But going back to what I said a couple posts ago about not being able to turn my critic brain off -- concerts are tiring for me. In my mind, listening to music is synonymous with forming judgments. I don't see that as either a good thing or a bad thing. It just kind of is how I work.

Occasionally, though, I wish that I could lose myself in a concert. Turn off my brain for a few minutes.

I'm not going to tell you that I succeeded. But I came damn close at this concert.

I'm usually not a huge consumer of ambient music, but there are some great classical-ambient crossovers. I think that the Harris/Topel duet is going to join the greats of the genre when their new album comes out in September. Armed with only a violin, a microphone, and a soundboard, the two presented a refreshing take on Bach (and also another composer -- I'll explain in a second).

I can't tell you a whole lot about the music itself. It moved slowly, sometimes changing so slightly over such a long period of time that I couldn't detect the transformation until after it had already happened. There were no jagged new-music-characteristic jump scares; just the sweet tone of Harris's violin, looped and amplified and augmented.

The first piece, Ambient Chaconne, was a transformation of the famous chaconne from Bach's D minor violin partita; bits and pieces were recognizable throughout, but the already-long piece was lengthened from 15 minutes to almost half an hour with a range of clever electronic fillers. (Side note: I turned to my trumpet-playing friend after the performance and asked if he'd heard the original chaconne. Blank stare.)

The second piece was based on a Deo gratias -- I heard the composer as Lachenmann, my friends heard Bach. Neither of those people wrote Deo gratias settings. Phooey. But it was great.

Update: I just looked at the album's liner notes. It was Ockeghem's Deo gratias. I think I was closer.

You can pre-order the album, Heroinehere, or just wait until September 27, when it will hopefully be available on Spotify. Fingers crossed.

EDIT: It's September 27, and the album dropped and is just as good as the live version was! 

Thursday, July 25, 2019

[35] Pauline Kim Harris and friends play John Zorn at The Stone @ Mannes | #1Summer50Concerts

I didn't take any photos. So here's a video.

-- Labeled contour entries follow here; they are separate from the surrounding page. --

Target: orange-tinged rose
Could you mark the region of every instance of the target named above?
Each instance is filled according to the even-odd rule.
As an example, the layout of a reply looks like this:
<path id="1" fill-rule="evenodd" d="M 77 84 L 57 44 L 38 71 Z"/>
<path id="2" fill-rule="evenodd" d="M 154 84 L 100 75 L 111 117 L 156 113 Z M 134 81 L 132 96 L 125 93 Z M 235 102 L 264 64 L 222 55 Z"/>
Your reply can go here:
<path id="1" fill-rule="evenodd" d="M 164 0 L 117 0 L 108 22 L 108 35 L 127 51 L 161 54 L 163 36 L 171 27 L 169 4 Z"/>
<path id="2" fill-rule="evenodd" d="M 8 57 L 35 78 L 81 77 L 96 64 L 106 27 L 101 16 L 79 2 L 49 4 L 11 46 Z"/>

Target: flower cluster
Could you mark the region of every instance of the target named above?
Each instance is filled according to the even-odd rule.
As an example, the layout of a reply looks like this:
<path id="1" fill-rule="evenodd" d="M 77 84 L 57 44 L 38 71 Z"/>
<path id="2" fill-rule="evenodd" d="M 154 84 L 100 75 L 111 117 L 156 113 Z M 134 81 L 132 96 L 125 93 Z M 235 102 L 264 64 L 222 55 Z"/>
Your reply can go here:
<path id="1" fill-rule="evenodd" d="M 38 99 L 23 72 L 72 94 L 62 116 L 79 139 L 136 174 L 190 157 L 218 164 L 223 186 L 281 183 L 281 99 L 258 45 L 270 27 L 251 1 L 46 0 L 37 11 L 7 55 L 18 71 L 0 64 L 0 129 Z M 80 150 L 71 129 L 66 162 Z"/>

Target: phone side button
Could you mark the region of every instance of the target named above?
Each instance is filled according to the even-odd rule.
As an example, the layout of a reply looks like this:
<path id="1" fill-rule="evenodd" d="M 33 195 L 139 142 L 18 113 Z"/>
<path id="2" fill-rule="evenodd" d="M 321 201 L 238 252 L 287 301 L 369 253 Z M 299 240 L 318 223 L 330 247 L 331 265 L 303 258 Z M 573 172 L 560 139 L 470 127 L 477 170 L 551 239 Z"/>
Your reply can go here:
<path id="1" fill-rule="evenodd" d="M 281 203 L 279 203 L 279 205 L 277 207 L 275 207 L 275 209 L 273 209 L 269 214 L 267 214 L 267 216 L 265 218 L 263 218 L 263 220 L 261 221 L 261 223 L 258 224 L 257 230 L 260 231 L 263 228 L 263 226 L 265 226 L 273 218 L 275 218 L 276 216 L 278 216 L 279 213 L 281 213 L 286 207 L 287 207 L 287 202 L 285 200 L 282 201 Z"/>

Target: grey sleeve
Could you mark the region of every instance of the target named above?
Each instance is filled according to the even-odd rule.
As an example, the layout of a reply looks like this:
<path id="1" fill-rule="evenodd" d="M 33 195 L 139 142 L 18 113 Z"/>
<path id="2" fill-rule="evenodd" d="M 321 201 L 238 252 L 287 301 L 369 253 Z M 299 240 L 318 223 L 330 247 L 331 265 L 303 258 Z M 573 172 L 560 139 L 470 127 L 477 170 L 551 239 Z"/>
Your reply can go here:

WHO: Pauline Kim Harris, violin; Christopher Otto, violin; Ches Smith, drums
WHAT: JOHN ZORN Passagen for solo violin; Apophthegms for two violins; Ceremonial Magic for violin and drums
WHERE: The Stone @ The New School
WHEN: July 9, 2019 at 8:30pm

So this is my third concert so far at The Stone, and I have to say it's one of my favorite new concert venues in Manhattan. They run on a jazz-club schedule: artists take up weekly residency from Tuesday to Saturday and play a different hour-long show each night at 8:30pm. I have to imagine it's hard for the artists, but I've never seen any player at The Stone that looks like they don't want to be there, so they must be doing something right.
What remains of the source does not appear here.